All we can do is to stop trying to please our friends. Instead, you have to adapt to changes by reminiscing the good old time and slowly letting go of them.
Stop Pleasing What You Love
All that you love has loved someone else and whatever loves you is nothing compared to the one you loved before. You’ll never be someone’s first, nor a last, and desires are an enigma, and the thirst is beyond our control.
We can’t be desirable to someone for too long, be it physically or emotionally. Our needs are mysterious, and no matter how much we give of ourselves to some time, they’ll only take what they want from us, and all the remaining is just in vain. When we try to please someone we love, we are just killing a part of us slowly.
There’s a misconception that we grow with pain, but we just kill part of ourselves in reality.
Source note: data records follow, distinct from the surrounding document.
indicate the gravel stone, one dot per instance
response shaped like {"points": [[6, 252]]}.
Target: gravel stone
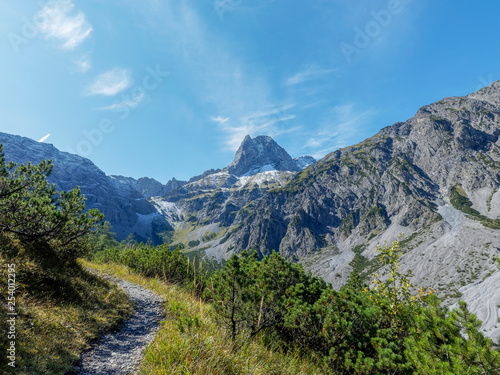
{"points": [[120, 352]]}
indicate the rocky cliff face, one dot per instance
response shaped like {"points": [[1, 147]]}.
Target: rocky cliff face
{"points": [[210, 202], [261, 154], [435, 178], [124, 207], [149, 187]]}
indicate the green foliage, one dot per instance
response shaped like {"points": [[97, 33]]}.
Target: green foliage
{"points": [[104, 238], [50, 227], [193, 243], [436, 345], [150, 261], [251, 296]]}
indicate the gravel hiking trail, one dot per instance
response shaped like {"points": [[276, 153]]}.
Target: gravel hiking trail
{"points": [[120, 352]]}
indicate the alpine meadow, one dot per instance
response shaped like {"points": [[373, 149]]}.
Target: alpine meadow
{"points": [[336, 201]]}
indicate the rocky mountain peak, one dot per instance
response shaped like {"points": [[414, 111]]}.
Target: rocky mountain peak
{"points": [[489, 94], [260, 154]]}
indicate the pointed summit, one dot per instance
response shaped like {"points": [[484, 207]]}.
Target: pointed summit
{"points": [[260, 154]]}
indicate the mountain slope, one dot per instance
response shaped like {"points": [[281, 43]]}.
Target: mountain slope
{"points": [[435, 178], [202, 210], [123, 206]]}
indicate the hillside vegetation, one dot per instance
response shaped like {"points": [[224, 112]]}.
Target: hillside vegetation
{"points": [[252, 316], [56, 307], [230, 321]]}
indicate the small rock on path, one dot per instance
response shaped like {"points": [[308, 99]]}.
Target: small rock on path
{"points": [[120, 353]]}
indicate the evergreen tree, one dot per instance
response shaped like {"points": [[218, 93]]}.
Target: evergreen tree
{"points": [[51, 227]]}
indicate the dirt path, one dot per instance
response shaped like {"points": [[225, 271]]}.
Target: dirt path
{"points": [[120, 352]]}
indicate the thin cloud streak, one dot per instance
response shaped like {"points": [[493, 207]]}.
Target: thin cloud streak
{"points": [[110, 83], [342, 129], [58, 24], [83, 64], [130, 103], [308, 74]]}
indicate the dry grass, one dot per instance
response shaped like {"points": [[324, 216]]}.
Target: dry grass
{"points": [[58, 315], [190, 342]]}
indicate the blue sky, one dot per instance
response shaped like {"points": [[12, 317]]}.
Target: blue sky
{"points": [[164, 89]]}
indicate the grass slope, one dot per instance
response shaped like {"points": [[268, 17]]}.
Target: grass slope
{"points": [[59, 313], [190, 342]]}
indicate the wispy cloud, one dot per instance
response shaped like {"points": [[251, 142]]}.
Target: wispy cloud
{"points": [[219, 120], [59, 24], [110, 83], [126, 102], [44, 138], [83, 64], [309, 73], [341, 129]]}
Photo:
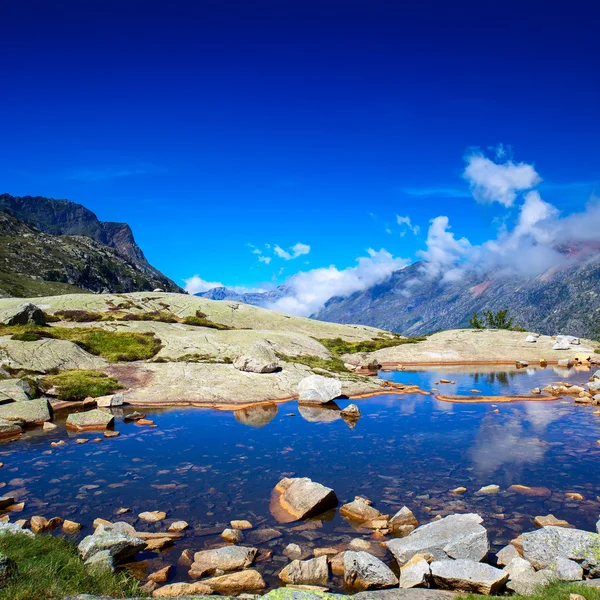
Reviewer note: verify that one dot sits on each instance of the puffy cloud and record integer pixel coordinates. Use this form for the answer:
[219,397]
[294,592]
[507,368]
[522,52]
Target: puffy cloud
[443,250]
[196,285]
[310,290]
[297,250]
[405,221]
[494,182]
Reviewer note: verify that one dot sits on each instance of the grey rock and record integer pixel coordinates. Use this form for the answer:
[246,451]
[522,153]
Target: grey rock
[319,389]
[543,547]
[227,558]
[306,572]
[89,420]
[120,545]
[504,556]
[363,571]
[415,573]
[468,576]
[302,497]
[455,536]
[102,561]
[26,314]
[259,358]
[31,412]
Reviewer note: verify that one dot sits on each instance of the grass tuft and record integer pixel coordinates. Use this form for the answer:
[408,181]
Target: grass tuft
[50,568]
[74,385]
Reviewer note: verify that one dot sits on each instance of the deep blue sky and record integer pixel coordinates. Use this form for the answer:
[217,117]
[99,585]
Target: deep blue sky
[211,125]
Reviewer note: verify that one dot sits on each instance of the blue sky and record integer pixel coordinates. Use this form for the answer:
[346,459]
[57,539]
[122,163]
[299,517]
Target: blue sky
[216,128]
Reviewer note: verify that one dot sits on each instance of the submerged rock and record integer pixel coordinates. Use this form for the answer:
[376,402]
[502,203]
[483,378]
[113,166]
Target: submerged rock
[468,576]
[319,389]
[306,572]
[455,536]
[302,497]
[363,571]
[89,420]
[228,558]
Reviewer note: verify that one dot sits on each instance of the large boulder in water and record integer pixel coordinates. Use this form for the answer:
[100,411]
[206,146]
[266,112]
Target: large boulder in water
[363,571]
[542,548]
[319,389]
[455,536]
[302,497]
[468,576]
[26,314]
[259,358]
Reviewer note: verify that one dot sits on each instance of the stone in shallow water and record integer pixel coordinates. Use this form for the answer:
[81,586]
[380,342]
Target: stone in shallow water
[89,420]
[302,497]
[228,558]
[455,536]
[319,389]
[306,572]
[468,576]
[363,571]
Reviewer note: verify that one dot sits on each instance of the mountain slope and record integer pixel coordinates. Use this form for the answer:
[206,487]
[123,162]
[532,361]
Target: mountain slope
[562,300]
[33,263]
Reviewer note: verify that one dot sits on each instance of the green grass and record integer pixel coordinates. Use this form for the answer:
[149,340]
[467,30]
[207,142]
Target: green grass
[77,384]
[50,568]
[552,591]
[338,346]
[111,345]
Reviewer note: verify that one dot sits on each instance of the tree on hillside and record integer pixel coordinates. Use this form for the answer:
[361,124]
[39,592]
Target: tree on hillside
[491,320]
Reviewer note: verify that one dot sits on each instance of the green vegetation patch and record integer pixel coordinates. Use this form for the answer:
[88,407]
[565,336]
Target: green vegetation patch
[49,567]
[74,385]
[111,345]
[338,346]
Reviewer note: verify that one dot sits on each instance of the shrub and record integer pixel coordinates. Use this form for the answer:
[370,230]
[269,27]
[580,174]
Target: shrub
[49,567]
[77,384]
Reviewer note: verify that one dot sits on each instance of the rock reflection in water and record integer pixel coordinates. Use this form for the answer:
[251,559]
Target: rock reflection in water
[256,416]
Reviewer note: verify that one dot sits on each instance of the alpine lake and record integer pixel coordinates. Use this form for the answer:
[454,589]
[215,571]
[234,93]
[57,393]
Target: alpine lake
[209,467]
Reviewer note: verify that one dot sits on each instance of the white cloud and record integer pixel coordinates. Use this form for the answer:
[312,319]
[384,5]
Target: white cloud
[493,182]
[405,221]
[310,290]
[297,250]
[196,285]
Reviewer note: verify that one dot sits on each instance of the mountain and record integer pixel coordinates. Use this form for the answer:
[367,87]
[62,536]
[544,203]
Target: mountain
[262,299]
[57,247]
[565,299]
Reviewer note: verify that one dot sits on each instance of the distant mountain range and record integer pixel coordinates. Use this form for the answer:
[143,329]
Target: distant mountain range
[56,247]
[563,300]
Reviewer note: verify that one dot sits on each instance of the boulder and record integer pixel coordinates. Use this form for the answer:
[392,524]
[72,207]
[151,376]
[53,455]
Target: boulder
[26,314]
[302,497]
[454,536]
[468,576]
[403,522]
[415,573]
[319,389]
[120,546]
[9,429]
[109,401]
[350,412]
[362,571]
[31,412]
[542,548]
[359,510]
[235,583]
[89,420]
[306,572]
[16,390]
[259,358]
[227,558]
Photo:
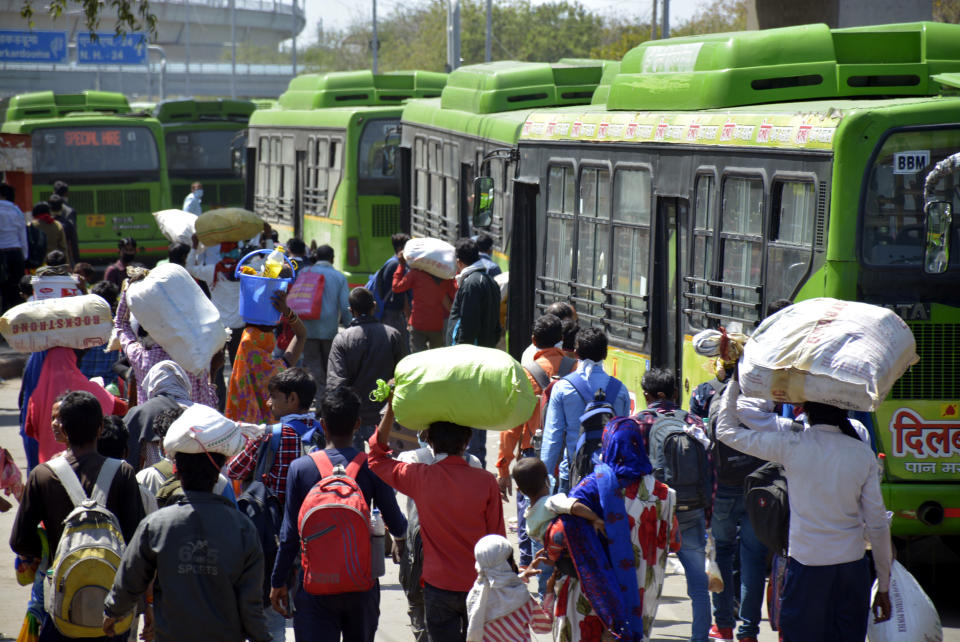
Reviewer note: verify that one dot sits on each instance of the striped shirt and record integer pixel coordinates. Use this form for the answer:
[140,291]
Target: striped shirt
[515,626]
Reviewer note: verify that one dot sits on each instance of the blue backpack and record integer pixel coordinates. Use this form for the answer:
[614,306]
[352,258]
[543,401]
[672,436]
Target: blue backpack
[597,412]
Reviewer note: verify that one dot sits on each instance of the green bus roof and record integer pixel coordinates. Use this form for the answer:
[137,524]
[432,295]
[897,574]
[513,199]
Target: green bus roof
[793,63]
[46,104]
[170,112]
[509,85]
[353,88]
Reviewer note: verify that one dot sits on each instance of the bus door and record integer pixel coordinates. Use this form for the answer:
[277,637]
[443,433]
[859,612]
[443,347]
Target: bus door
[665,334]
[299,182]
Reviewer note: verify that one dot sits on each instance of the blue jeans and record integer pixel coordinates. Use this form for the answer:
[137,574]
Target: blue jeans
[692,555]
[729,512]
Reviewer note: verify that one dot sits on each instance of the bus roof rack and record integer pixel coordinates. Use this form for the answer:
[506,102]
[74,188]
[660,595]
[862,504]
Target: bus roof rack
[508,85]
[46,104]
[792,63]
[191,110]
[360,88]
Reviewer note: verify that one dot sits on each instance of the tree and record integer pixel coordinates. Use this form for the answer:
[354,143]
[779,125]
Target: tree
[132,15]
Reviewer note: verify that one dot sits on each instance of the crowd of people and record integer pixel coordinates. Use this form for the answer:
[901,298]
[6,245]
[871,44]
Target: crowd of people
[218,496]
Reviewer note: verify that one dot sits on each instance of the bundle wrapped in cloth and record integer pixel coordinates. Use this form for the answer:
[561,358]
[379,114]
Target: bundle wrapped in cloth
[202,429]
[841,353]
[67,322]
[467,385]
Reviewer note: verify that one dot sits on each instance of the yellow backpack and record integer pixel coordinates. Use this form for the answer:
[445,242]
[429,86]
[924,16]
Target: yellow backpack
[87,556]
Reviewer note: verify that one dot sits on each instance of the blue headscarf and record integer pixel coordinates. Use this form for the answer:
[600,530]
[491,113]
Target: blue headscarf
[608,574]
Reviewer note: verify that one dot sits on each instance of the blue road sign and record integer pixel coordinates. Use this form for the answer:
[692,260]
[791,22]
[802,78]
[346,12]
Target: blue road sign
[109,49]
[33,46]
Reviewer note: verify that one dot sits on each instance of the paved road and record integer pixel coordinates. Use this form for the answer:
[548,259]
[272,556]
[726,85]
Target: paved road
[937,566]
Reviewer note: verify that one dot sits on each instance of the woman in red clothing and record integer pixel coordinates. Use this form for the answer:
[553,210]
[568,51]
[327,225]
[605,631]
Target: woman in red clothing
[432,298]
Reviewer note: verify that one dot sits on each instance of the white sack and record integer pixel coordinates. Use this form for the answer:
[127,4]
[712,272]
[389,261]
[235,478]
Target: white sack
[177,226]
[173,309]
[68,322]
[433,256]
[842,353]
[913,617]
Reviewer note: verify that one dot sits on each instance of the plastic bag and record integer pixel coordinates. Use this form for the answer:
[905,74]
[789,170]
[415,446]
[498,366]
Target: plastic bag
[68,322]
[464,384]
[714,579]
[841,353]
[178,316]
[177,226]
[913,617]
[433,256]
[227,225]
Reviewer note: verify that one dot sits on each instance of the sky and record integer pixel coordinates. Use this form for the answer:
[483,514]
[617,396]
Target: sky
[337,14]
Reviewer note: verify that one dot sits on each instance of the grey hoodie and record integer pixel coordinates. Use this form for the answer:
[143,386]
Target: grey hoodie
[209,567]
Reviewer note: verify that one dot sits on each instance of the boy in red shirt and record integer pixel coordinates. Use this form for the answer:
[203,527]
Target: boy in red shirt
[432,298]
[457,504]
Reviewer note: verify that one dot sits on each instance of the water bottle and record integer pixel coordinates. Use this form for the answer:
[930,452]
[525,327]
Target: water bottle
[378,531]
[274,263]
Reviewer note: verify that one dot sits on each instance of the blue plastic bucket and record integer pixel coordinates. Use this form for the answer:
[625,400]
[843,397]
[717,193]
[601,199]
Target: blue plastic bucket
[256,291]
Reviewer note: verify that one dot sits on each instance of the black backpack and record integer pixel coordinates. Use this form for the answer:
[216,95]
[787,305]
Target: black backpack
[36,247]
[732,466]
[768,506]
[596,414]
[680,460]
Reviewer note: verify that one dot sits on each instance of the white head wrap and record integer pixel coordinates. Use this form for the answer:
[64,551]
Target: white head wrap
[203,429]
[167,378]
[498,590]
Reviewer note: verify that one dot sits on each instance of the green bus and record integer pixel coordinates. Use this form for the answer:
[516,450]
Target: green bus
[113,160]
[206,142]
[324,162]
[731,170]
[472,130]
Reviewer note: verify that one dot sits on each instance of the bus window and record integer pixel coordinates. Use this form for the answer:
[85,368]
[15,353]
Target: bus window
[631,251]
[893,233]
[741,234]
[558,251]
[593,229]
[791,242]
[701,260]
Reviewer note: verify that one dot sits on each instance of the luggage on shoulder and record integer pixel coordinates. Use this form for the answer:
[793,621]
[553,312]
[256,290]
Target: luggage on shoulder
[334,526]
[680,460]
[87,557]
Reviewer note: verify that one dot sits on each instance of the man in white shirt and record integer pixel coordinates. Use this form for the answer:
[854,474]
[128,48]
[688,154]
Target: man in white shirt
[192,202]
[834,484]
[13,246]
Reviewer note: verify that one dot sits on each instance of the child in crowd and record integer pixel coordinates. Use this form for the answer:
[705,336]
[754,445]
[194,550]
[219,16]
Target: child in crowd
[451,521]
[354,615]
[291,393]
[499,605]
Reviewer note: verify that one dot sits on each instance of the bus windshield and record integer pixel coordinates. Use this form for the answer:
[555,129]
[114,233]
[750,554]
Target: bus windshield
[71,151]
[203,151]
[893,222]
[377,159]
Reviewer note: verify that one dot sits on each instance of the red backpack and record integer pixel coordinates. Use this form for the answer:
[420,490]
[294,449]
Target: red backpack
[335,531]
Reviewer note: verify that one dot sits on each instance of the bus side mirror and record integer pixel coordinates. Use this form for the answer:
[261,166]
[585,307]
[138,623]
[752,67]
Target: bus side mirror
[936,253]
[483,202]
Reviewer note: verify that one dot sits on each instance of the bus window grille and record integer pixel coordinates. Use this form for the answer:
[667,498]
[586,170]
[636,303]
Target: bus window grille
[385,219]
[110,201]
[136,200]
[937,374]
[820,225]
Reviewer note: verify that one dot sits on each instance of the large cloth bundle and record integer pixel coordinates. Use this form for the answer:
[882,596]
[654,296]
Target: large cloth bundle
[467,385]
[177,226]
[433,256]
[68,322]
[227,225]
[842,353]
[170,305]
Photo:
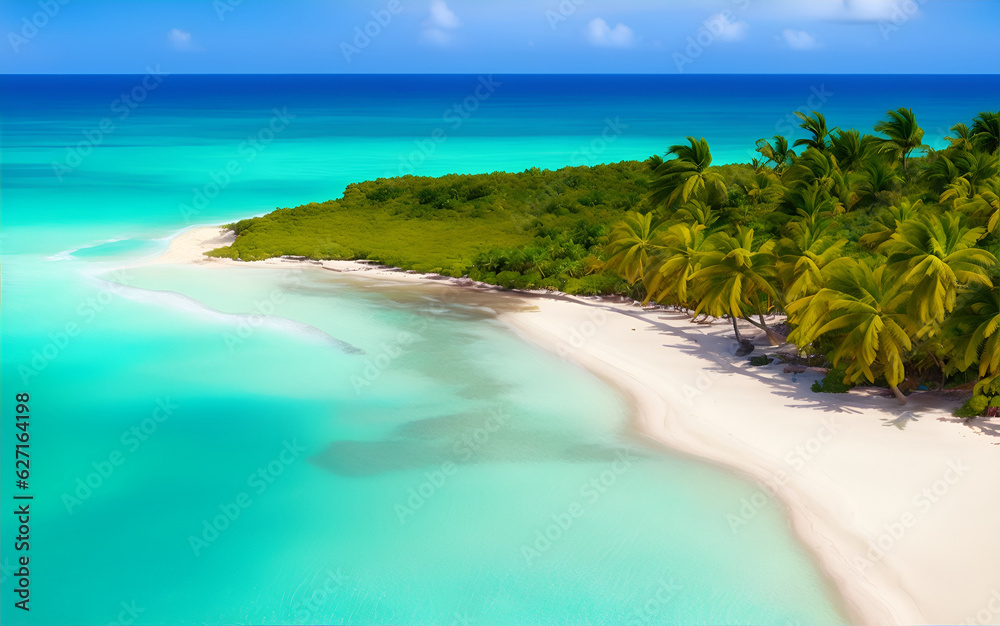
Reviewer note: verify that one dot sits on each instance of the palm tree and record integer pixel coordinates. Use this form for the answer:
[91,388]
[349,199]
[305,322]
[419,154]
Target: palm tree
[811,167]
[889,220]
[850,148]
[763,187]
[697,212]
[814,205]
[972,337]
[979,168]
[937,255]
[801,256]
[688,176]
[863,312]
[882,176]
[902,134]
[634,246]
[962,140]
[779,153]
[816,126]
[986,131]
[980,208]
[670,281]
[735,278]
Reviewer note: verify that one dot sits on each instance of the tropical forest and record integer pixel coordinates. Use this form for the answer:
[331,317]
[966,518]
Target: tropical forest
[873,254]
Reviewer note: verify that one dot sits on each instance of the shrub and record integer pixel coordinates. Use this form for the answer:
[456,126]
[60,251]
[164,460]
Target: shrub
[833,382]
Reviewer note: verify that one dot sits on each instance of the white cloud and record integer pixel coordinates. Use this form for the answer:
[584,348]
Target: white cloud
[600,34]
[180,39]
[722,26]
[437,27]
[798,39]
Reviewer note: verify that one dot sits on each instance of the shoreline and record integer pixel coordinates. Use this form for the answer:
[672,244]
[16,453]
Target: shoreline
[859,476]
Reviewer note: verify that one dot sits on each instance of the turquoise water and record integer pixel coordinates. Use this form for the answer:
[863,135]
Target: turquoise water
[287,409]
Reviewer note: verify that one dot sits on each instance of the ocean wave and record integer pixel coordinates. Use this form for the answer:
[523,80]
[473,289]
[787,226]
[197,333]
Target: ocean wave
[179,301]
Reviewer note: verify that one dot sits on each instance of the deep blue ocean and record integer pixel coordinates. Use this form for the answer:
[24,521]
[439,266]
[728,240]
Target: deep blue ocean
[191,464]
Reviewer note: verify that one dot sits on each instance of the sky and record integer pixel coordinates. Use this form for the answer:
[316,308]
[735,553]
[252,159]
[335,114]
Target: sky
[510,36]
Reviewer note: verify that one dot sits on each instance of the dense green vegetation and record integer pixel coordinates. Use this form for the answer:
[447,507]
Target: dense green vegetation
[880,250]
[535,229]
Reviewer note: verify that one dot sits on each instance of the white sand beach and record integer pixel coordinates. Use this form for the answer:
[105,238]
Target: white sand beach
[898,504]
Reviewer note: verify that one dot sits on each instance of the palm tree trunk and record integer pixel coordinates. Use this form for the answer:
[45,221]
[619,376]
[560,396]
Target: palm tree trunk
[899,394]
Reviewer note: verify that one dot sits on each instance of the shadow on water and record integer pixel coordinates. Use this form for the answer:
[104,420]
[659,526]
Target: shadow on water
[463,439]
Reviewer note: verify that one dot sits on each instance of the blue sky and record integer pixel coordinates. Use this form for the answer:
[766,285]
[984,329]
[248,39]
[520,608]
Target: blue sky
[512,36]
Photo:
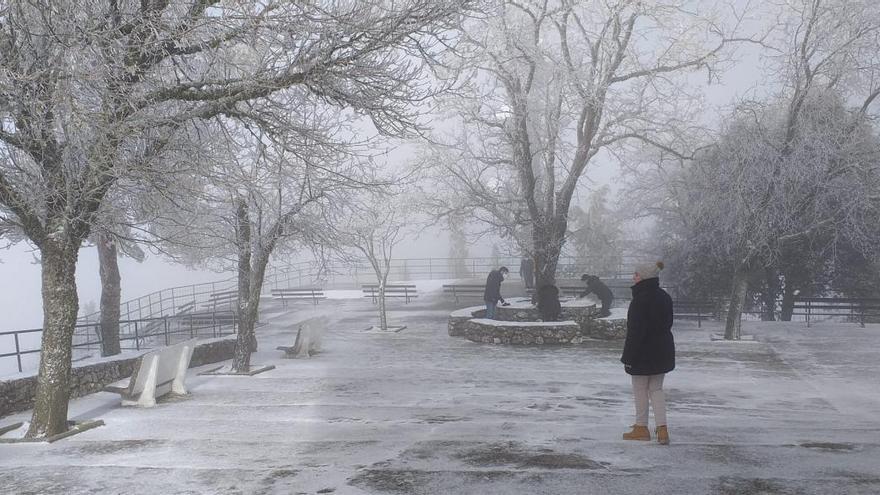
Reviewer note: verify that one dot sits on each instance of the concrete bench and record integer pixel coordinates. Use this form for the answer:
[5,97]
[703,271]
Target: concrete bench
[693,309]
[464,291]
[405,291]
[302,294]
[156,373]
[227,299]
[307,343]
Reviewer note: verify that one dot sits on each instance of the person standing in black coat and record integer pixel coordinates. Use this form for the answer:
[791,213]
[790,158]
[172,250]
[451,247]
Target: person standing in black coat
[649,351]
[492,293]
[527,271]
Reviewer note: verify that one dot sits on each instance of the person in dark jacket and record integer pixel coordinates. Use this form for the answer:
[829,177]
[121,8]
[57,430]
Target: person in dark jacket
[548,303]
[527,272]
[492,294]
[649,350]
[595,286]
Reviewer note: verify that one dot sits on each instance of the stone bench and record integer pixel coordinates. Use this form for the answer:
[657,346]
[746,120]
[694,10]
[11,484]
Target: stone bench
[523,332]
[517,324]
[313,294]
[156,373]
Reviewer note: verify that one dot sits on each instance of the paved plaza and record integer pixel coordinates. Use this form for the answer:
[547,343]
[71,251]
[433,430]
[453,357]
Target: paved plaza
[419,412]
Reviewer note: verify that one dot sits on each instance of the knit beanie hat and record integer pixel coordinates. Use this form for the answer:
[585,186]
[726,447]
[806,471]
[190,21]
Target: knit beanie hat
[649,270]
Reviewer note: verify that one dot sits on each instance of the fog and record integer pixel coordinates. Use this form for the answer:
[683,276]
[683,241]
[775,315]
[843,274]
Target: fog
[20,301]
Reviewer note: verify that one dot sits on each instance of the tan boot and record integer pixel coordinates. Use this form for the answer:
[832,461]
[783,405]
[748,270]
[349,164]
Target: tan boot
[662,435]
[638,433]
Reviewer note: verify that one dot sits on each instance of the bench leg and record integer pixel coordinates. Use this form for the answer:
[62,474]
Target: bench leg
[178,386]
[148,395]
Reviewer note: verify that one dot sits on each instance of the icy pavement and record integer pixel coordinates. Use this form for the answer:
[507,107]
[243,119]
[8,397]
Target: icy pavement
[419,412]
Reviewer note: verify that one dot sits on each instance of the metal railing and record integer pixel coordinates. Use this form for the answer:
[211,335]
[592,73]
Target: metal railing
[139,334]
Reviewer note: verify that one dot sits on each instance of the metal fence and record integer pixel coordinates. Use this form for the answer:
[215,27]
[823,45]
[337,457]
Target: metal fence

Our “self” dies in the process, and all that is remaining is a hard shell that hides a soft spirit that’s left dead through suffocation. We end up in an illusion that the spirit is alive and well because we fail to look back by tearing that hard shell.
Thus, we have to please our soul and the hunger lurking inside of us because everyone else is just temporary like us. And all we have is ourselves, and we have to be good at giving company to ourselves and be desirable to our own self than others. When we can face ourselves, our thoughts in the shower, then maybe we can get somewhere when we wake up.